ロックダウンの再実施などにより、国内外での移動制限によって農業従事者の確保や農作物の物流網に大きな悪影響が出ることになります。

例えば、アメリカですが、農業労働者の多くをメキシコ人労働者に依存していますが、国境封鎖などによる移動制限の厳格化により、アメリカの大規模農場における農産物・畜産物の生産そのものが大きなリスクに見舞われることになります。

ヨーロッパもよく似た状況になります。
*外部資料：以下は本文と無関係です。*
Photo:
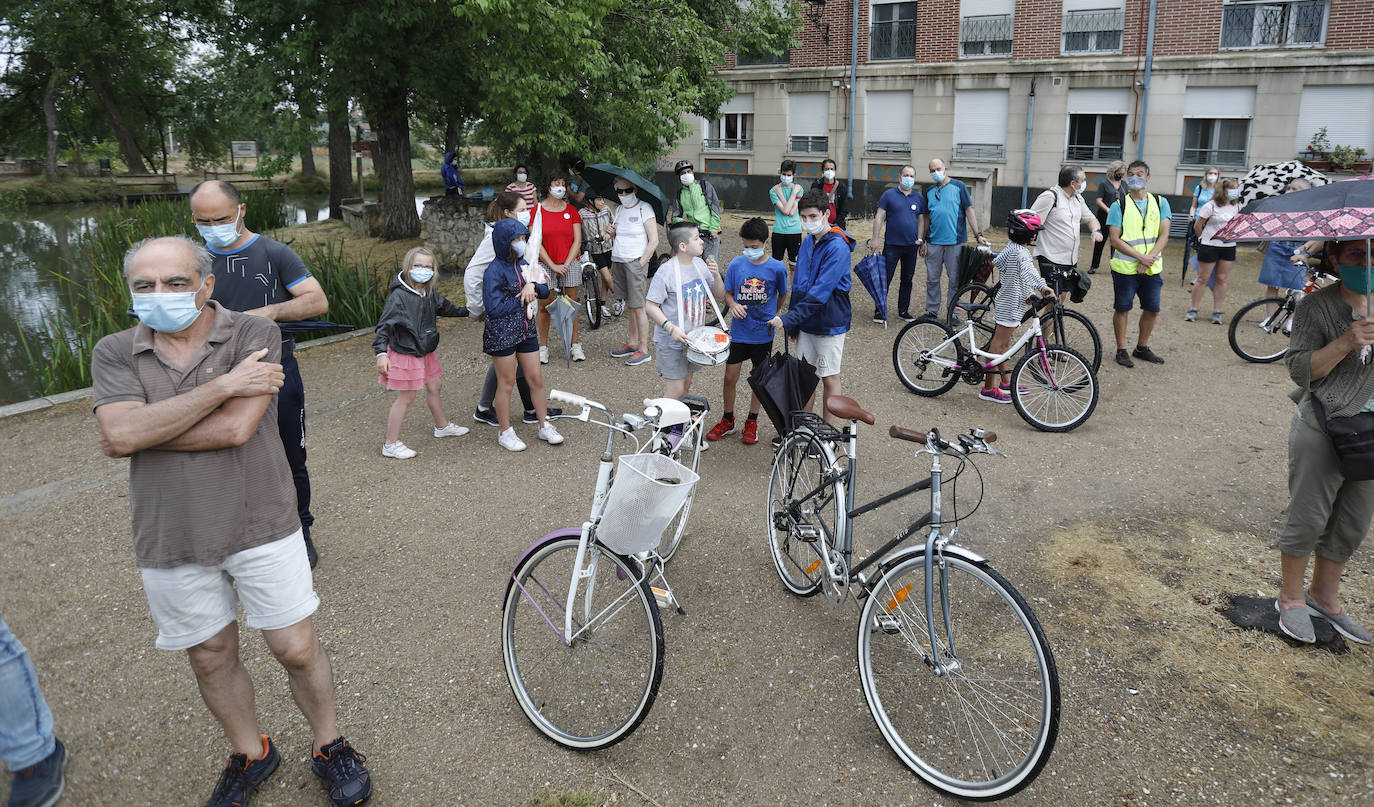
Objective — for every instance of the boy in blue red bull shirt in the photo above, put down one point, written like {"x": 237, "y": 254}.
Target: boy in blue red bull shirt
{"x": 755, "y": 288}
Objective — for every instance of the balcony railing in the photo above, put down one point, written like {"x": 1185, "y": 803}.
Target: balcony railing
{"x": 984, "y": 151}
{"x": 1231, "y": 157}
{"x": 1093, "y": 32}
{"x": 985, "y": 36}
{"x": 728, "y": 145}
{"x": 1273, "y": 24}
{"x": 1093, "y": 153}
{"x": 888, "y": 147}
{"x": 892, "y": 40}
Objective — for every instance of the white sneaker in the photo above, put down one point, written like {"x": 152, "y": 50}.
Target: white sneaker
{"x": 451, "y": 430}
{"x": 550, "y": 435}
{"x": 510, "y": 441}
{"x": 397, "y": 450}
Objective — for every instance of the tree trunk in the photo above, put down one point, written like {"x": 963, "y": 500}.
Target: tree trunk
{"x": 392, "y": 157}
{"x": 113, "y": 112}
{"x": 50, "y": 120}
{"x": 341, "y": 150}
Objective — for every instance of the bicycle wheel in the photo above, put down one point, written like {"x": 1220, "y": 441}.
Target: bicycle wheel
{"x": 595, "y": 689}
{"x": 591, "y": 294}
{"x": 1079, "y": 333}
{"x": 925, "y": 358}
{"x": 672, "y": 538}
{"x": 981, "y": 727}
{"x": 1057, "y": 393}
{"x": 1260, "y": 330}
{"x": 805, "y": 512}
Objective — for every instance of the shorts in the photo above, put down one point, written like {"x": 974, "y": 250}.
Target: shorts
{"x": 741, "y": 351}
{"x": 190, "y": 604}
{"x": 822, "y": 352}
{"x": 1209, "y": 255}
{"x": 631, "y": 282}
{"x": 529, "y": 345}
{"x": 408, "y": 371}
{"x": 786, "y": 244}
{"x": 1127, "y": 288}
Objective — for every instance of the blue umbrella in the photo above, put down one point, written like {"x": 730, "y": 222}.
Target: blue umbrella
{"x": 873, "y": 272}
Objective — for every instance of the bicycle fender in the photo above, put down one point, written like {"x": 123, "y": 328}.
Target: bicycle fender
{"x": 564, "y": 532}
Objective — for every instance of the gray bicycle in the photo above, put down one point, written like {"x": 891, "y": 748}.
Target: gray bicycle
{"x": 956, "y": 671}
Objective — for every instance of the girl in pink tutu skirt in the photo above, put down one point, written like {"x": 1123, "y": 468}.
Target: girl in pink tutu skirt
{"x": 406, "y": 340}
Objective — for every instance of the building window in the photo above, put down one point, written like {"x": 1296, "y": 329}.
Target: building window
{"x": 1095, "y": 138}
{"x": 988, "y": 35}
{"x": 1273, "y": 24}
{"x": 733, "y": 132}
{"x": 1093, "y": 30}
{"x": 892, "y": 33}
{"x": 1215, "y": 142}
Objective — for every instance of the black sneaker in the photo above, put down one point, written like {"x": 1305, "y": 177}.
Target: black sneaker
{"x": 533, "y": 418}
{"x": 1145, "y": 354}
{"x": 342, "y": 774}
{"x": 40, "y": 785}
{"x": 242, "y": 776}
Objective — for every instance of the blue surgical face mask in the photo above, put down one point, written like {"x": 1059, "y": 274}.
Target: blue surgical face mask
{"x": 220, "y": 235}
{"x": 166, "y": 311}
{"x": 1355, "y": 277}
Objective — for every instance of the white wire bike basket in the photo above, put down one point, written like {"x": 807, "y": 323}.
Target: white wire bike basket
{"x": 649, "y": 490}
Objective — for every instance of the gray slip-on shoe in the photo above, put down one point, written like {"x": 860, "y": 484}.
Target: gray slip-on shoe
{"x": 1341, "y": 622}
{"x": 1296, "y": 623}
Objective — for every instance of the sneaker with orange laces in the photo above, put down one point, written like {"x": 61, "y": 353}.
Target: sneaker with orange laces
{"x": 724, "y": 426}
{"x": 243, "y": 774}
{"x": 342, "y": 774}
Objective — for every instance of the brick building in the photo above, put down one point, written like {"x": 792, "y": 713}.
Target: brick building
{"x": 1231, "y": 83}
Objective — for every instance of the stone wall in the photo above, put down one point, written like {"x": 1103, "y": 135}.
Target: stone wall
{"x": 452, "y": 227}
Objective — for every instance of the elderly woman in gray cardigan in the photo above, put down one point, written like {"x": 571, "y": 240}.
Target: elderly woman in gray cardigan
{"x": 1329, "y": 359}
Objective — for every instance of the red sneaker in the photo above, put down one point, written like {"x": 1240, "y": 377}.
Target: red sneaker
{"x": 724, "y": 426}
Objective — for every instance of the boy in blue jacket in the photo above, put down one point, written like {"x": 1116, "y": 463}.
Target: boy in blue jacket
{"x": 819, "y": 314}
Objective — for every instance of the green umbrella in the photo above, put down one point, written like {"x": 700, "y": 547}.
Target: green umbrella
{"x": 602, "y": 178}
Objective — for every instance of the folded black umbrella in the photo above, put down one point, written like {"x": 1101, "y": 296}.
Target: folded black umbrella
{"x": 783, "y": 384}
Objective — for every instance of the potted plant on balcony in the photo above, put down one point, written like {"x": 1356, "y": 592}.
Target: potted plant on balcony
{"x": 1349, "y": 158}
{"x": 1316, "y": 156}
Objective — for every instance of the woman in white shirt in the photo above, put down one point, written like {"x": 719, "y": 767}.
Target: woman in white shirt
{"x": 1213, "y": 253}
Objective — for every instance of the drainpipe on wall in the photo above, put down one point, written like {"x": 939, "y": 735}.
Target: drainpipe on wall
{"x": 1025, "y": 176}
{"x": 1145, "y": 90}
{"x": 853, "y": 69}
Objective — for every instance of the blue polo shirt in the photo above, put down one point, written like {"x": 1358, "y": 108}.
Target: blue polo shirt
{"x": 903, "y": 213}
{"x": 947, "y": 205}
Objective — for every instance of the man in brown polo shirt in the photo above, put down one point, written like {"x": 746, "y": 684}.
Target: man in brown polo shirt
{"x": 190, "y": 396}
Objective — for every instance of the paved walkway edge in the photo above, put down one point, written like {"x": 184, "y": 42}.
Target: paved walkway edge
{"x": 44, "y": 403}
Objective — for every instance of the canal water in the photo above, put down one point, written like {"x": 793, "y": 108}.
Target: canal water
{"x": 37, "y": 245}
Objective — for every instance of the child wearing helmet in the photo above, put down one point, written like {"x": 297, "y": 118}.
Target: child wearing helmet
{"x": 1020, "y": 279}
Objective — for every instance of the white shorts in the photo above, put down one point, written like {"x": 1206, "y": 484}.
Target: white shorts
{"x": 822, "y": 352}
{"x": 190, "y": 604}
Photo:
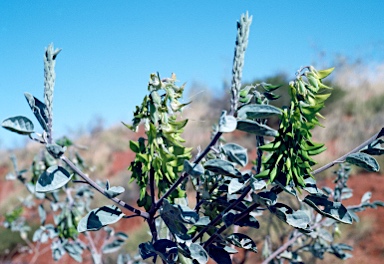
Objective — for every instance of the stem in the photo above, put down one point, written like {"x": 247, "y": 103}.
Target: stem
{"x": 223, "y": 228}
{"x": 185, "y": 175}
{"x": 259, "y": 142}
{"x": 220, "y": 216}
{"x": 342, "y": 158}
{"x": 101, "y": 190}
{"x": 92, "y": 246}
{"x": 282, "y": 248}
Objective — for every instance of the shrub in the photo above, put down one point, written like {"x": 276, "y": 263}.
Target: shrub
{"x": 226, "y": 196}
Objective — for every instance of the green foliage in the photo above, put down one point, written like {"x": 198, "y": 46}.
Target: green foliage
{"x": 226, "y": 194}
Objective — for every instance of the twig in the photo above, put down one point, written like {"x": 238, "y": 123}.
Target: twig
{"x": 220, "y": 216}
{"x": 342, "y": 158}
{"x": 101, "y": 190}
{"x": 223, "y": 228}
{"x": 282, "y": 248}
{"x": 185, "y": 175}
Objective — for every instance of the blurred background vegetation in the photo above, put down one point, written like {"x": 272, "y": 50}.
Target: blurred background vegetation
{"x": 353, "y": 113}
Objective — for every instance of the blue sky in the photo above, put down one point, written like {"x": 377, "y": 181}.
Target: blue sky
{"x": 109, "y": 48}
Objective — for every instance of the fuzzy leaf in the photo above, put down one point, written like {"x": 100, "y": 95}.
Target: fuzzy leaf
{"x": 256, "y": 111}
{"x": 193, "y": 169}
{"x": 39, "y": 109}
{"x": 265, "y": 198}
{"x": 172, "y": 217}
{"x": 55, "y": 150}
{"x": 334, "y": 210}
{"x": 242, "y": 241}
{"x": 99, "y": 217}
{"x": 236, "y": 153}
{"x": 234, "y": 186}
{"x": 227, "y": 123}
{"x": 222, "y": 167}
{"x": 18, "y": 124}
{"x": 298, "y": 219}
{"x": 114, "y": 191}
{"x": 165, "y": 248}
{"x": 53, "y": 178}
{"x": 256, "y": 128}
{"x": 364, "y": 161}
{"x": 219, "y": 254}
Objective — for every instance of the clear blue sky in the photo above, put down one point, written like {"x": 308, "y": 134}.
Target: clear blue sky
{"x": 109, "y": 48}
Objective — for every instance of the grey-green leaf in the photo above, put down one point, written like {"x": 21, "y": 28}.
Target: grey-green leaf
{"x": 334, "y": 210}
{"x": 363, "y": 160}
{"x": 227, "y": 123}
{"x": 53, "y": 178}
{"x": 257, "y": 111}
{"x": 193, "y": 169}
{"x": 298, "y": 219}
{"x": 19, "y": 124}
{"x": 55, "y": 150}
{"x": 222, "y": 167}
{"x": 256, "y": 128}
{"x": 242, "y": 241}
{"x": 236, "y": 153}
{"x": 171, "y": 216}
{"x": 114, "y": 246}
{"x": 234, "y": 186}
{"x": 39, "y": 109}
{"x": 114, "y": 191}
{"x": 99, "y": 217}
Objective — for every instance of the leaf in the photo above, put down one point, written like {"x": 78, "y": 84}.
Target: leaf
{"x": 195, "y": 252}
{"x": 55, "y": 150}
{"x": 171, "y": 216}
{"x": 334, "y": 210}
{"x": 257, "y": 184}
{"x": 193, "y": 169}
{"x": 298, "y": 219}
{"x": 242, "y": 241}
{"x": 338, "y": 250}
{"x": 39, "y": 109}
{"x": 236, "y": 153}
{"x": 18, "y": 124}
{"x": 222, "y": 167}
{"x": 99, "y": 217}
{"x": 53, "y": 178}
{"x": 256, "y": 128}
{"x": 165, "y": 248}
{"x": 366, "y": 197}
{"x": 271, "y": 96}
{"x": 324, "y": 73}
{"x": 310, "y": 186}
{"x": 227, "y": 123}
{"x": 257, "y": 111}
{"x": 114, "y": 191}
{"x": 234, "y": 186}
{"x": 230, "y": 219}
{"x": 42, "y": 214}
{"x": 364, "y": 161}
{"x": 269, "y": 87}
{"x": 265, "y": 198}
{"x": 219, "y": 255}
{"x": 114, "y": 246}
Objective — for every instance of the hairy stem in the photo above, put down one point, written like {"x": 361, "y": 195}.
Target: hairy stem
{"x": 223, "y": 228}
{"x": 101, "y": 190}
{"x": 342, "y": 158}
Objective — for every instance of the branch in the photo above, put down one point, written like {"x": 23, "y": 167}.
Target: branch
{"x": 282, "y": 248}
{"x": 185, "y": 175}
{"x": 223, "y": 228}
{"x": 101, "y": 190}
{"x": 342, "y": 158}
{"x": 220, "y": 216}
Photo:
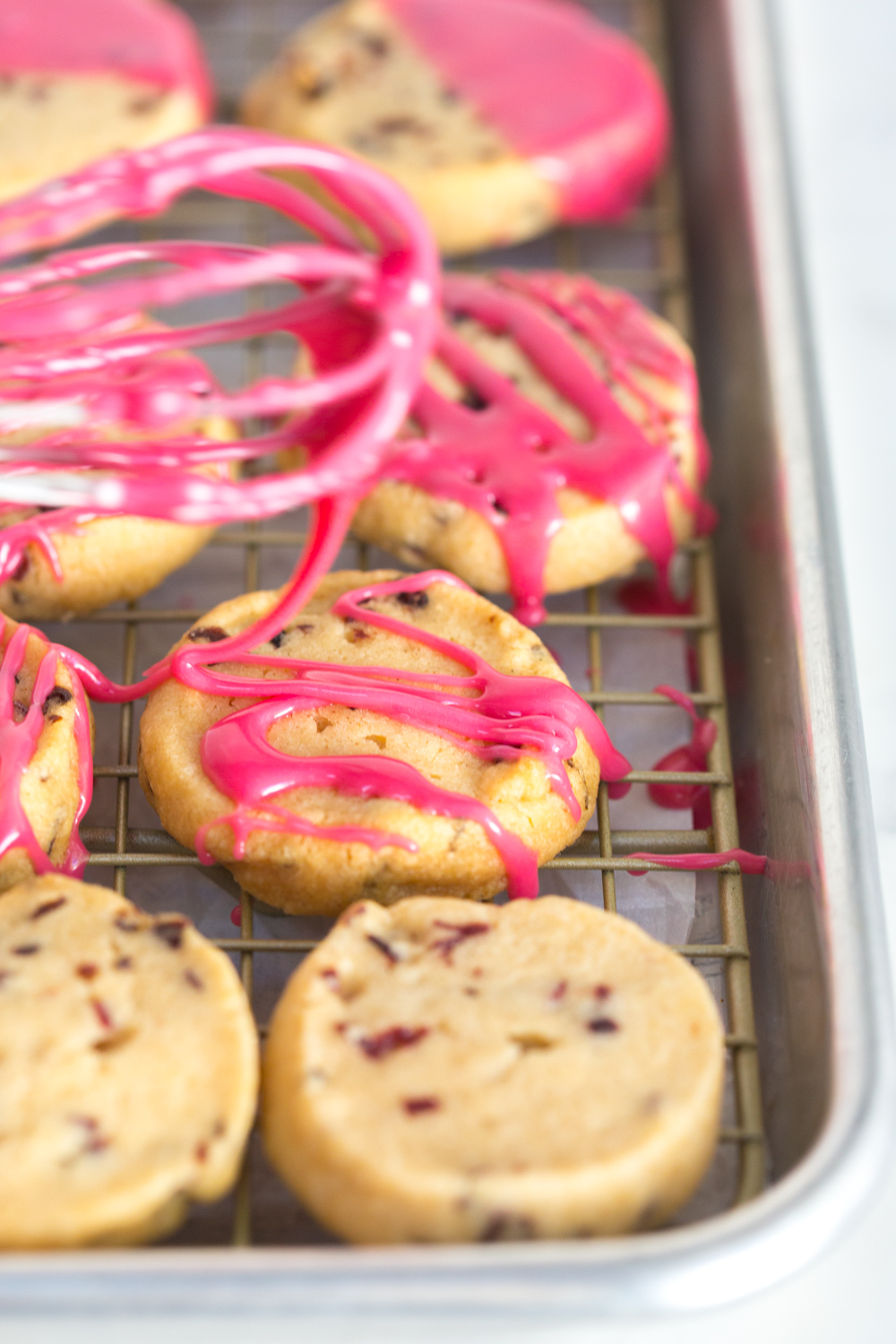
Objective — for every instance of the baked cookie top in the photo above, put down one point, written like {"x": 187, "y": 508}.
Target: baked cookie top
{"x": 555, "y": 443}
{"x": 82, "y": 81}
{"x": 406, "y": 736}
{"x": 530, "y": 1070}
{"x": 128, "y": 1067}
{"x": 46, "y": 766}
{"x": 498, "y": 116}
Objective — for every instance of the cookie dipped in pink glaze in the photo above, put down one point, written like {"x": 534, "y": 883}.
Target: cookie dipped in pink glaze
{"x": 81, "y": 81}
{"x": 578, "y": 99}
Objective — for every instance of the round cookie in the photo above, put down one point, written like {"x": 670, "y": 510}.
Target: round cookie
{"x": 128, "y": 1067}
{"x": 540, "y": 1070}
{"x": 45, "y": 755}
{"x": 82, "y": 81}
{"x": 485, "y": 495}
{"x": 69, "y": 567}
{"x": 567, "y": 123}
{"x": 409, "y": 849}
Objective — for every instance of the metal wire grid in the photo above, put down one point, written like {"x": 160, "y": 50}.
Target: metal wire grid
{"x": 124, "y": 849}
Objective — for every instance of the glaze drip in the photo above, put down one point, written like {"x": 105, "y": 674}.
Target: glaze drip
{"x": 508, "y": 718}
{"x": 19, "y": 742}
{"x": 506, "y": 459}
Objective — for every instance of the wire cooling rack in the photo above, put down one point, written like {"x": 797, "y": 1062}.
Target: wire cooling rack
{"x": 646, "y": 255}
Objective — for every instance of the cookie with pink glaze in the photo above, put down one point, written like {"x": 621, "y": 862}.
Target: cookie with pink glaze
{"x": 65, "y": 564}
{"x": 82, "y": 81}
{"x": 533, "y": 1070}
{"x": 371, "y": 789}
{"x": 46, "y": 763}
{"x": 500, "y": 117}
{"x": 556, "y": 443}
{"x": 128, "y": 1067}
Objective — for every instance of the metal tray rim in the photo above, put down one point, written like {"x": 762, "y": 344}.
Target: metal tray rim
{"x": 735, "y": 1253}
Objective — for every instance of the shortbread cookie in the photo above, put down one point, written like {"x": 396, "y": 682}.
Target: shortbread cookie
{"x": 540, "y": 1069}
{"x": 497, "y": 116}
{"x": 128, "y": 1067}
{"x": 45, "y": 755}
{"x": 583, "y": 456}
{"x": 70, "y": 566}
{"x": 82, "y": 81}
{"x": 392, "y": 792}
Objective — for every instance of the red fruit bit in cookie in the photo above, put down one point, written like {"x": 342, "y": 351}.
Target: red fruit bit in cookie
{"x": 419, "y": 1105}
{"x": 603, "y": 1026}
{"x": 94, "y": 1140}
{"x": 171, "y": 932}
{"x": 104, "y": 1016}
{"x": 47, "y": 908}
{"x": 458, "y": 935}
{"x": 207, "y": 634}
{"x": 392, "y": 1039}
{"x": 382, "y": 946}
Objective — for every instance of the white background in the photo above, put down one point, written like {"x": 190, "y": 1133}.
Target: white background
{"x": 840, "y": 62}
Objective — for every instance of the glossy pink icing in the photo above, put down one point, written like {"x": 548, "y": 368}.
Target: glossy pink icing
{"x": 509, "y": 717}
{"x": 18, "y": 745}
{"x": 147, "y": 39}
{"x": 568, "y": 93}
{"x": 368, "y": 317}
{"x": 509, "y": 459}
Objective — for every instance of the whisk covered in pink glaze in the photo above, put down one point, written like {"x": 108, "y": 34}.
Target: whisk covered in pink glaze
{"x": 367, "y": 314}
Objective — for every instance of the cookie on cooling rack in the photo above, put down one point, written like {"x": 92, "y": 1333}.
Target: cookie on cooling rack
{"x": 533, "y": 1070}
{"x": 556, "y": 444}
{"x": 45, "y": 754}
{"x": 128, "y": 1067}
{"x": 443, "y": 820}
{"x": 82, "y": 81}
{"x": 69, "y": 567}
{"x": 500, "y": 117}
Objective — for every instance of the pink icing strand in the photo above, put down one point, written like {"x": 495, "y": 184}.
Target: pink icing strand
{"x": 509, "y": 717}
{"x": 368, "y": 317}
{"x": 18, "y": 745}
{"x": 145, "y": 39}
{"x": 568, "y": 93}
{"x": 509, "y": 459}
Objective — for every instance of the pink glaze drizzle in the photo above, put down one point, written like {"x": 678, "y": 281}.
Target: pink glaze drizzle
{"x": 145, "y": 39}
{"x": 509, "y": 718}
{"x": 568, "y": 93}
{"x": 18, "y": 745}
{"x": 368, "y": 317}
{"x": 509, "y": 459}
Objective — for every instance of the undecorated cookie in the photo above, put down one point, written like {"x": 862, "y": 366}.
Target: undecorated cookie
{"x": 80, "y": 81}
{"x": 128, "y": 1067}
{"x": 46, "y": 765}
{"x": 500, "y": 117}
{"x": 408, "y": 737}
{"x": 541, "y": 1069}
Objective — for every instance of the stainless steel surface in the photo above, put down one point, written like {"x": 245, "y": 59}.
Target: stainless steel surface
{"x": 821, "y": 994}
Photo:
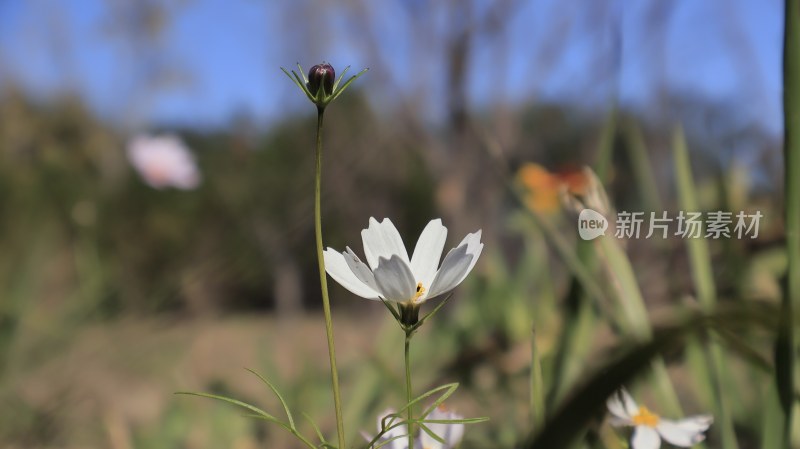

中東欧や北アフリカ諸国からの労働者に重度に依存しているEU の農業ですが、コロナの影響で移動が制限されることで、労働者不足が起き、域内での農業生産が立ち行かなくなります。

生産のみならず、輸送とロジスティクスも成り立たないという危機的な状況が農業を襲い、それがそう遠くないうちに食糧安全保障に直結しかねません。

そして、それがそのまま他のセクターにまで広がり、生産・加工・物流(流通)における労働力を確保できなくなり、経済活動がマヒしてしまいます。

日本はどうでしょうか?やっと4月30日に1人当たり10万円の支給や中小企業支援などに充てられる補正予算が可決されましたが、緊急事態宣言の期間の延長不可避となった今、果たして日本経済は成り立っていくのか、個人的には非常に不安です。

では、このような状況に直面して各国の政治そして国際政治はどのように変わるでしょうか。

残念ながらCOVID-19のような世界的な危機に直面しても、各国の政治は変わらないだろうというのが私の見解です。